Gums: carrageenan, propylene glycol, guar gum, agar-agar. Some dogs with gastrointestinal disease may find these texturizing agents difficult to digest, in these cases using a fresh-frozen option or stem that does not contain these agents may be better.
Unspecified Ingredients: meat, digest, natural flavoring, animal by-product. All of these terms are non-specific, aka they do not specify the species or portion of the animal used. For dogs without allergies this might not be a problem. But for dogs with allergies, or that have a sensitive stomach – open-label ingredients such as these can cause flares to their conditions.
The Big Take-Away Here
Understand that though AAFCO has attempted to create rules and guidelines for pet food companies to follow, pet food companies often manipulate these rules for marketing purposes if possible. The biggest thing to look at on the ingredients list is just what foods are within the diet – don’t try to figure out what the composition is. Even board-certified veterinary nutritionists can find it difficult, if not impossible to figure out composition based on ingredients alone.

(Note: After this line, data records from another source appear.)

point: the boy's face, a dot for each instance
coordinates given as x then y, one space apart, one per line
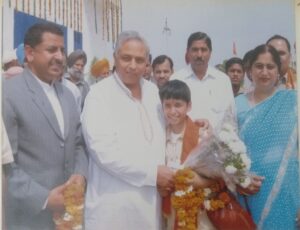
175 111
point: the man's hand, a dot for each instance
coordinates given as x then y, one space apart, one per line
165 178
205 130
56 199
199 182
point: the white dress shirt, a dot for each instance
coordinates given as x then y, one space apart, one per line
126 143
75 91
211 96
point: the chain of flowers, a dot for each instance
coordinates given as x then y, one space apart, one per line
187 201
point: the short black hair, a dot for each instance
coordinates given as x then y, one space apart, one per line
199 36
161 59
33 35
233 60
175 89
279 37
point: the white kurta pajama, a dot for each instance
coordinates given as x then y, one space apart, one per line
126 141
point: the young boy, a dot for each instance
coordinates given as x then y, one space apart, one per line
182 137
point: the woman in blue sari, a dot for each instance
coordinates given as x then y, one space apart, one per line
267 119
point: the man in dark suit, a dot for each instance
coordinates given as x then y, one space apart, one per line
43 126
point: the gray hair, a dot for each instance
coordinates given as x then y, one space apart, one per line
130 35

An ingredients list should not be the only part of the food you look at to see if it’s the right fit for your dog. Looking at the guaranteed analysis for composition information, the AAFCO nutrient statement to see if a diet is complete and balanced OR for supplementation feeding only, and contacting the company directly to learn more about quality control, formulation, and ingredient sourcing practices should also be considered.
The ingredients list is only one piece in the puzzle, and honestly – it’s likely not the most important piece either considering how much it can be manipulated by pet food companies for marketing purposes.